Paper detail

Memory of rheological stress in polymers using Fractional Calculus

The rheological properties of viscoelastic materials like polymer melts are greatly affected by factors like salinity, temperature, concentration and pH of the solution. In this study, the memory of the stress affected by each of these factors is shown to be trapped in the order of the fractional derivative of the dynamical equation describing stress and strain in the material. To demonstrate this, the rheological properties of the polymer melt hydrolyzed polyacrylamide HPAM have been modeled using a two element Maxwell model.

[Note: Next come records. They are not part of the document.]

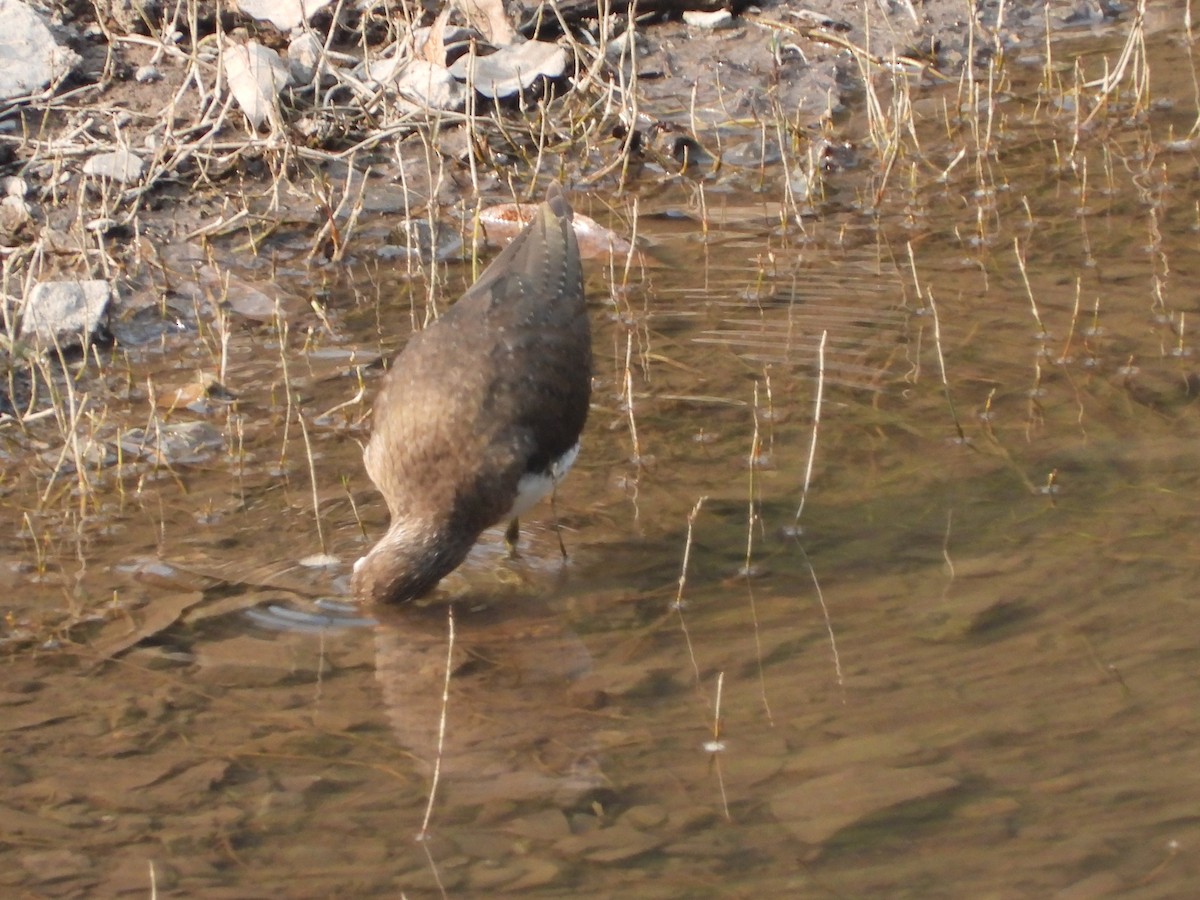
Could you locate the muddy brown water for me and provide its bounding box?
[0,24,1200,898]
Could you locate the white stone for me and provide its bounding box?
[20,280,113,349]
[83,148,146,185]
[450,41,566,97]
[0,0,79,100]
[683,10,733,31]
[223,41,292,128]
[238,0,332,31]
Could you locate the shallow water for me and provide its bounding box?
[0,19,1200,898]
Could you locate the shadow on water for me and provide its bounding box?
[0,22,1200,898]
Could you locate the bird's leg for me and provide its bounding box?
[550,485,566,559]
[504,516,521,559]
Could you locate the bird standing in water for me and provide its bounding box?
[352,182,592,602]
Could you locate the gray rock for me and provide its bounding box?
[20,280,114,349]
[238,0,332,31]
[0,0,79,100]
[450,41,566,100]
[83,148,146,185]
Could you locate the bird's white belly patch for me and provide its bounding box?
[505,440,580,518]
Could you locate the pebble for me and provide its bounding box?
[83,149,145,185]
[683,10,733,31]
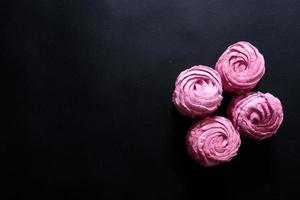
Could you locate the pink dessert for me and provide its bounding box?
[215,41,265,94]
[186,116,241,167]
[173,65,223,118]
[228,92,283,140]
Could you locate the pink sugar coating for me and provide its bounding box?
[172,65,223,118]
[215,41,265,94]
[186,116,241,167]
[228,92,283,140]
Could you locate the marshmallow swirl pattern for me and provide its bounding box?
[215,42,265,94]
[228,92,283,140]
[172,65,223,118]
[186,116,241,167]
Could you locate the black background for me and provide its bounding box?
[0,0,300,199]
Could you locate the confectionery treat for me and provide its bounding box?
[228,92,283,140]
[172,65,223,118]
[215,41,265,94]
[186,116,241,167]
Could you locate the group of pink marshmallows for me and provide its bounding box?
[172,41,283,167]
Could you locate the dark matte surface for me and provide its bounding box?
[0,0,300,200]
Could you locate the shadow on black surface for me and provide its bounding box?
[172,94,277,199]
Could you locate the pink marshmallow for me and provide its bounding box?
[215,41,265,94]
[186,116,241,167]
[228,92,283,140]
[172,65,223,118]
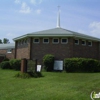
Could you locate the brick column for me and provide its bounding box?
[21,58,27,73]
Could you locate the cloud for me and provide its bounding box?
[89,22,100,37]
[15,0,21,4]
[19,2,31,14]
[35,9,41,14]
[30,0,43,5]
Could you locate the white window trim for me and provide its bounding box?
[82,40,86,46]
[7,49,12,53]
[74,39,79,45]
[61,38,68,44]
[88,41,92,46]
[52,38,59,44]
[33,38,40,44]
[43,38,49,44]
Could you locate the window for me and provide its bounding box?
[53,39,59,44]
[21,40,24,45]
[75,39,79,45]
[61,38,68,44]
[82,40,86,45]
[7,49,12,53]
[43,38,49,43]
[33,38,39,43]
[88,41,92,46]
[18,41,21,46]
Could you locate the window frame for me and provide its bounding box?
[7,49,12,53]
[88,41,92,46]
[33,38,40,44]
[43,38,49,44]
[61,38,68,44]
[74,39,79,45]
[52,38,59,44]
[81,40,86,46]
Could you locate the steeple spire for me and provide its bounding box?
[57,6,60,28]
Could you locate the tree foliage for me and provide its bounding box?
[0,39,2,44]
[0,38,10,44]
[3,38,10,44]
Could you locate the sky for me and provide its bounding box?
[0,0,100,43]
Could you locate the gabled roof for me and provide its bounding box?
[0,43,15,49]
[13,28,100,41]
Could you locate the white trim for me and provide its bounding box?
[88,41,92,46]
[43,38,49,44]
[81,40,86,45]
[52,38,59,44]
[33,38,40,43]
[61,38,68,44]
[7,49,12,53]
[74,39,79,45]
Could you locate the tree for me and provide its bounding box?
[3,38,10,44]
[0,39,2,44]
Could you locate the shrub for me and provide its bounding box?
[15,73,31,79]
[43,54,54,71]
[3,58,9,61]
[0,61,11,69]
[9,59,21,70]
[64,58,100,72]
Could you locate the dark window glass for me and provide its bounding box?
[82,41,85,44]
[34,39,39,43]
[44,39,49,43]
[62,39,67,43]
[53,39,58,43]
[75,40,79,44]
[88,42,92,46]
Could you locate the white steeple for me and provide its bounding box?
[57,6,60,28]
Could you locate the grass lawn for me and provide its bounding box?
[0,69,100,100]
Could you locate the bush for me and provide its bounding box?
[64,58,100,72]
[0,61,11,69]
[9,59,21,70]
[43,54,54,71]
[3,58,9,61]
[15,72,43,79]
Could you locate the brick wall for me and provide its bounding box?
[16,37,100,63]
[73,39,99,59]
[0,49,15,59]
[15,42,30,59]
[32,38,73,62]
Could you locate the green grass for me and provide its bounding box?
[0,69,100,100]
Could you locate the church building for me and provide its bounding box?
[13,8,100,63]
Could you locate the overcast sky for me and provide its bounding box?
[0,0,100,42]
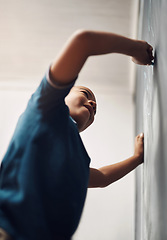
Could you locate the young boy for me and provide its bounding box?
[0,30,153,240]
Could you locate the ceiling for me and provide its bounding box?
[0,0,137,92]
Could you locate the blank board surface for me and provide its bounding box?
[135,0,167,240]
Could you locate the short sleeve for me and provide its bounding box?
[29,67,76,112]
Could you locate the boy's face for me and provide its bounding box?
[65,86,96,132]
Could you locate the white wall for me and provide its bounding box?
[0,86,134,240]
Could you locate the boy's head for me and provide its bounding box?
[65,86,96,132]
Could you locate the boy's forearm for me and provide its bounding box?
[98,155,141,187]
[50,31,152,85]
[85,31,137,56]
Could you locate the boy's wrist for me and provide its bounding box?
[133,154,143,165]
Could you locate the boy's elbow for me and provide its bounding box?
[73,29,92,56]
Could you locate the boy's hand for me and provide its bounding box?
[134,133,144,164]
[132,40,154,65]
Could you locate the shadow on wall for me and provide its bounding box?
[135,0,167,240]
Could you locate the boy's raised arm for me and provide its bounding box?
[88,134,144,188]
[50,30,153,85]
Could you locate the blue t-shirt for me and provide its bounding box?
[0,71,90,240]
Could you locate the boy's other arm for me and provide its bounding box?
[88,134,144,188]
[50,30,153,85]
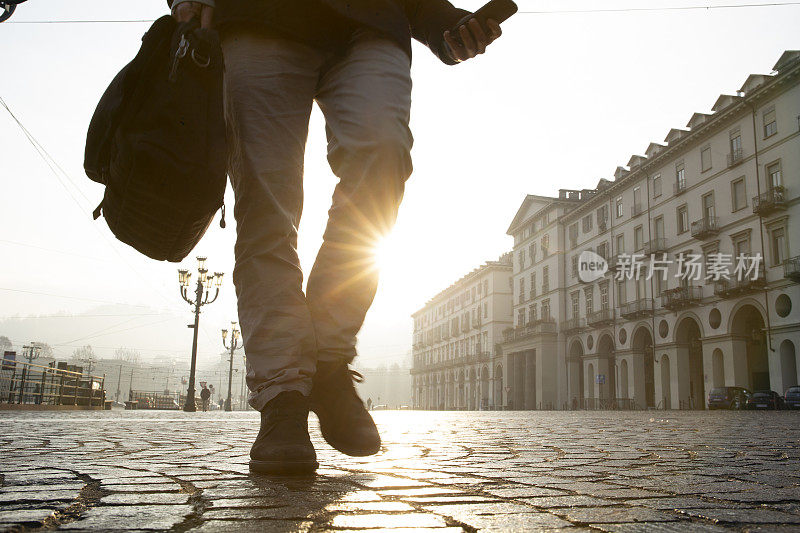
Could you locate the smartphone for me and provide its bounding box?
[450,0,517,43]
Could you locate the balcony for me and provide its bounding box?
[561,318,586,333]
[753,185,786,216]
[586,309,615,326]
[642,237,668,258]
[783,255,800,283]
[691,217,719,240]
[619,298,653,319]
[503,317,556,342]
[728,148,744,167]
[714,265,767,298]
[661,285,703,311]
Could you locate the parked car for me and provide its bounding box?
[783,387,800,409]
[708,387,750,409]
[747,390,786,409]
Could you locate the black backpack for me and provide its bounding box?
[84,16,227,262]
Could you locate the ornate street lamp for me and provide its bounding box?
[222,322,241,411]
[178,257,223,413]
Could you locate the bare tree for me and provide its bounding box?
[114,348,142,364]
[72,344,95,361]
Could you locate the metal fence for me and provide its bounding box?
[0,359,105,409]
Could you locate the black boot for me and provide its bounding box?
[250,391,319,475]
[311,362,381,457]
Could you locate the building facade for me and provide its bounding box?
[411,254,512,410]
[502,51,800,409]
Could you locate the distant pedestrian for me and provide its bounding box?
[200,385,211,411]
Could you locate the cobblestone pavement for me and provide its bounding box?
[0,411,800,532]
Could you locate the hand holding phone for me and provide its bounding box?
[444,0,517,61]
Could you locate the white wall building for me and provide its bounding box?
[502,51,800,409]
[411,254,511,409]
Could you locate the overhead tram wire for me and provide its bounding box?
[0,96,197,311]
[9,2,800,24]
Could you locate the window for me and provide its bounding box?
[617,281,628,307]
[731,129,742,159]
[597,205,608,231]
[731,176,747,211]
[600,281,608,311]
[633,226,644,252]
[583,285,594,316]
[653,174,661,198]
[542,298,550,320]
[653,215,664,239]
[767,161,782,189]
[675,161,686,190]
[763,106,778,139]
[597,242,608,259]
[678,205,689,234]
[703,192,714,222]
[700,146,711,172]
[581,214,592,233]
[771,228,787,266]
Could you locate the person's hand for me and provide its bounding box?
[444,18,503,62]
[172,2,214,28]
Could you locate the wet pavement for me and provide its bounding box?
[0,411,800,532]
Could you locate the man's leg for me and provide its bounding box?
[223,31,321,410]
[308,34,413,363]
[307,34,413,455]
[222,30,323,474]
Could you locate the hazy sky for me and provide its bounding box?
[0,0,800,365]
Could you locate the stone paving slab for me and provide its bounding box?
[0,411,800,533]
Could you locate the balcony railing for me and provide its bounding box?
[753,185,786,215]
[561,318,586,333]
[642,237,668,258]
[728,148,744,167]
[619,298,653,319]
[691,217,719,239]
[586,309,615,326]
[661,285,703,311]
[714,265,767,298]
[503,317,556,342]
[783,255,800,283]
[0,358,106,409]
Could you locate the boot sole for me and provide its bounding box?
[319,424,381,457]
[250,459,319,476]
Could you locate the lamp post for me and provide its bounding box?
[178,257,223,413]
[222,322,241,411]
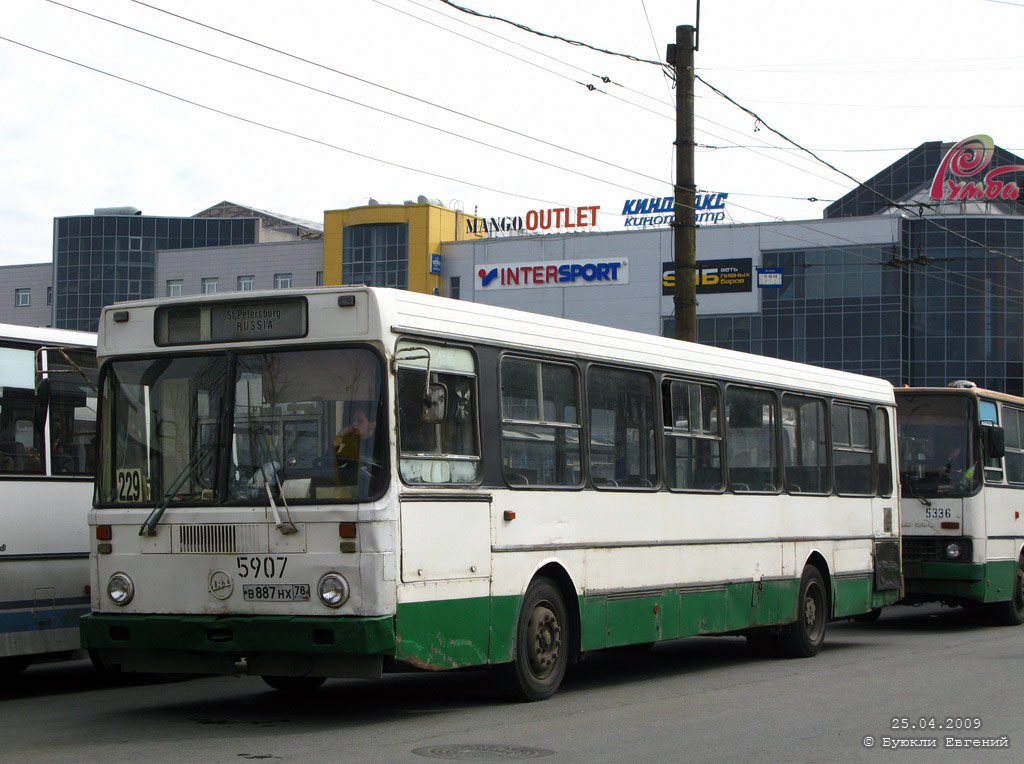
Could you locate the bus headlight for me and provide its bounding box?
[106,574,135,605]
[316,574,349,607]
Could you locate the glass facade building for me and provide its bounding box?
[698,141,1024,395]
[53,214,259,332]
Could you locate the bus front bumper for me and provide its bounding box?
[81,613,395,679]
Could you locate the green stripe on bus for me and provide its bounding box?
[80,613,394,654]
[904,560,1017,602]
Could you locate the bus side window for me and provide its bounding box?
[782,393,831,494]
[1002,407,1024,484]
[0,347,43,474]
[725,386,781,493]
[501,356,583,486]
[47,350,97,475]
[663,380,724,491]
[874,409,893,496]
[978,400,1002,482]
[396,340,480,484]
[833,404,874,496]
[587,368,657,489]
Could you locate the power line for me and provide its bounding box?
[393,0,675,109]
[46,0,668,199]
[372,0,673,120]
[438,0,665,67]
[121,0,668,183]
[694,75,1024,264]
[0,35,589,207]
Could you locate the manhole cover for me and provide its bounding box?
[413,744,555,761]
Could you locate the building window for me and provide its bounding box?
[341,223,409,289]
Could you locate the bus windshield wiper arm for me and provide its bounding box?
[138,443,214,536]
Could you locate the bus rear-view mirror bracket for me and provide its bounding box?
[981,415,1007,459]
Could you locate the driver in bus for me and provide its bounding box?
[334,405,377,485]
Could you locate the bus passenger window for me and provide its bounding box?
[833,404,874,496]
[725,387,780,493]
[501,357,583,486]
[395,340,480,484]
[1002,407,1024,484]
[664,381,724,491]
[782,394,831,494]
[46,350,97,475]
[587,368,657,489]
[0,347,43,474]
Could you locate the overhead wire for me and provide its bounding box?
[0,35,593,207]
[46,0,668,195]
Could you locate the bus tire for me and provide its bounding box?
[500,578,572,701]
[988,562,1024,626]
[778,565,828,657]
[263,677,327,695]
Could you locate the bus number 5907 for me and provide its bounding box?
[234,555,288,579]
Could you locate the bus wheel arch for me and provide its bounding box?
[778,555,831,657]
[987,552,1024,626]
[498,564,580,701]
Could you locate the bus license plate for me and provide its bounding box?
[242,584,309,602]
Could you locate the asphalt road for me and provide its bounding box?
[0,607,1024,764]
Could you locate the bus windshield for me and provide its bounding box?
[97,348,386,505]
[896,393,981,498]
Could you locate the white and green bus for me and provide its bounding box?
[0,324,96,681]
[896,381,1024,625]
[83,287,902,699]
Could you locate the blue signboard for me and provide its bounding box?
[758,268,782,289]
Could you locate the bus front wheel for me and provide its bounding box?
[778,565,828,657]
[989,561,1024,626]
[501,578,572,701]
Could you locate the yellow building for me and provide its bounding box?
[324,197,484,294]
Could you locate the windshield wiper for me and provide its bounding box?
[900,474,932,507]
[138,443,216,536]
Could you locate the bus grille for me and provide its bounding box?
[903,536,947,561]
[171,523,267,554]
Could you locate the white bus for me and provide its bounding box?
[83,287,902,699]
[0,324,96,677]
[896,381,1024,625]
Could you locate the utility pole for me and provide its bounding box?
[668,24,699,342]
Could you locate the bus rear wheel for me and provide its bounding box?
[989,561,1024,626]
[500,578,572,701]
[778,565,828,657]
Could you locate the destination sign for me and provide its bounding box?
[210,299,306,342]
[156,297,306,345]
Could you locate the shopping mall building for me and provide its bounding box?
[0,136,1024,394]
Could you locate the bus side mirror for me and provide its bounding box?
[420,382,447,424]
[981,422,1007,459]
[32,377,50,432]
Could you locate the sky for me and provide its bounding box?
[0,0,1024,265]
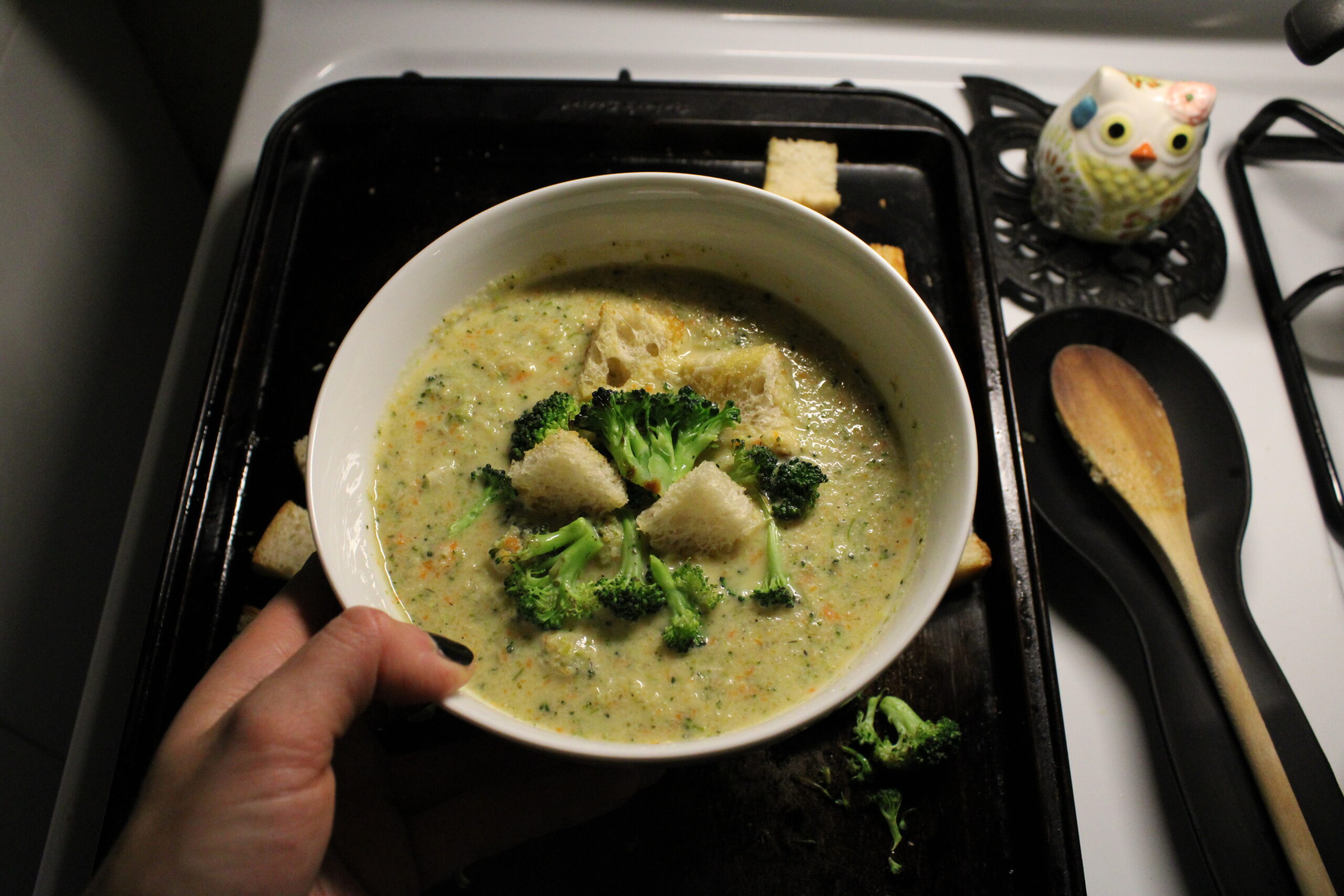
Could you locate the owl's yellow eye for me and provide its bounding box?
[1167,125,1195,156]
[1101,111,1135,146]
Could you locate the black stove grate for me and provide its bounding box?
[1226,99,1344,544]
[964,75,1227,324]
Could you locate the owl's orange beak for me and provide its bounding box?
[1129,141,1157,168]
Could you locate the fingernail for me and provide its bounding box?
[429,633,476,666]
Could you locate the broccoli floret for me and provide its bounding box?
[872,697,961,768]
[595,512,667,622]
[672,563,723,613]
[872,787,900,874]
[751,516,799,607]
[649,553,706,653]
[508,392,579,461]
[447,463,518,535]
[766,457,826,520]
[729,442,826,520]
[504,517,602,629]
[729,440,780,493]
[574,385,742,494]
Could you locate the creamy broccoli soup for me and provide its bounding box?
[371,265,919,743]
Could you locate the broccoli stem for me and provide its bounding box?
[618,513,648,582]
[751,493,799,607]
[840,744,872,785]
[550,532,602,591]
[516,517,602,560]
[854,694,881,747]
[447,463,514,535]
[649,553,706,653]
[879,697,923,737]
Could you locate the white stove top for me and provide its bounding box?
[39,0,1344,896]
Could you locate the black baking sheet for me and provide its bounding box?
[102,75,1083,896]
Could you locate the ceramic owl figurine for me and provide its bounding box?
[1031,66,1217,243]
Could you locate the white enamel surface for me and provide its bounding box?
[308,173,976,762]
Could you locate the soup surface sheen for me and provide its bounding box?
[372,265,919,743]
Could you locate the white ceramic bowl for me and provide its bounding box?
[308,173,976,762]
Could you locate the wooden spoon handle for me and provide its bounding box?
[1153,520,1335,896]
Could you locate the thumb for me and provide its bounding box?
[222,607,472,750]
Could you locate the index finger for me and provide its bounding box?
[164,553,340,740]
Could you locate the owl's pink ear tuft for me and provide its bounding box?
[1167,81,1217,125]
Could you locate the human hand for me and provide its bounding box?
[87,555,650,896]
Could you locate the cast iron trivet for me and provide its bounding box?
[964,75,1227,324]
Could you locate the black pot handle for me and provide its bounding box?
[1284,0,1344,66]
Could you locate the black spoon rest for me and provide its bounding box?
[1008,308,1344,896]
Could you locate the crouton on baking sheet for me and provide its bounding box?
[765,137,840,215]
[253,501,317,579]
[949,532,993,588]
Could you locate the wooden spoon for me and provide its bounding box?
[1049,345,1335,896]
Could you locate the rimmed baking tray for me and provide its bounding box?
[102,74,1083,896]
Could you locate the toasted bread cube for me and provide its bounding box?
[681,345,799,454]
[578,302,686,399]
[868,243,910,282]
[508,430,626,516]
[234,603,261,638]
[765,137,840,215]
[295,435,308,480]
[950,532,993,588]
[634,462,762,553]
[253,501,317,579]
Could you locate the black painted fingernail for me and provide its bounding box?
[429,633,476,666]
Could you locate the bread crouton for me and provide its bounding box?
[578,302,686,399]
[253,501,317,579]
[634,462,763,553]
[508,430,626,516]
[295,435,308,480]
[950,532,993,588]
[868,243,910,282]
[765,137,840,215]
[680,345,799,454]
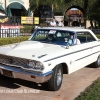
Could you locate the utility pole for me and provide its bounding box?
[5,0,6,10]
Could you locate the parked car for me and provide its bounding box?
[0,27,100,91]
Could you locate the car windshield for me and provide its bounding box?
[30,29,74,45]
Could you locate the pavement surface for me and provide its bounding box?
[0,67,100,100]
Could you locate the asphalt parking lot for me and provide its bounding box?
[0,67,100,100]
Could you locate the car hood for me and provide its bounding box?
[0,41,69,61]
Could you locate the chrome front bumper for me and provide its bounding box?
[0,64,52,83]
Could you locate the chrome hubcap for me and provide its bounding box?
[57,69,62,86]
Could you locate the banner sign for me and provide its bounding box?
[0,16,9,24]
[34,17,39,25]
[0,24,20,38]
[21,17,33,24]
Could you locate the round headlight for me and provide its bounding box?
[28,61,35,68]
[35,62,44,70]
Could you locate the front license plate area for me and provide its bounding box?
[2,69,12,77]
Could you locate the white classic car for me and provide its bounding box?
[0,27,100,91]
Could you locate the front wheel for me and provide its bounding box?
[93,55,100,68]
[48,64,63,91]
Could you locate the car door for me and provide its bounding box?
[72,31,97,71]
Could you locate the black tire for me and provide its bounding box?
[92,55,100,68]
[48,64,63,91]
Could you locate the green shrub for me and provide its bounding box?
[20,25,34,33]
[0,36,29,45]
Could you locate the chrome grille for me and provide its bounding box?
[0,54,29,68]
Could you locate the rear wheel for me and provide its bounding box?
[48,64,63,91]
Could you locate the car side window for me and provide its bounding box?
[77,32,95,43]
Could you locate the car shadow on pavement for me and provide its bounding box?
[0,74,49,91]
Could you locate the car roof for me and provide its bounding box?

The model has successfully reproduce existing experimental data on elastic modulus and complex viscosity for these stress factors, besides predicting the development of creep compliance with shear rate. The work also establishes that it is possible to tailor a particular rheological property by suitably tuning a pair of properties, complementary conjugates, that offset each others effects on the rheology. The study shows that HPAM has at least two pairs of complementary conjugates in temperature and pH, and concentration and pH. Further it is shown that the variation of viscosity with shear rate shows a power law behavior for almost all variations in stress parameters. Our modelling using fractional calculus establishes that the fractional order derivative q which is recognized as a memory index to emergent phenomena, shows an inverse relationship with respect to the power law exponent a, the higher the memory index q, the smaller is the power-law exponent a.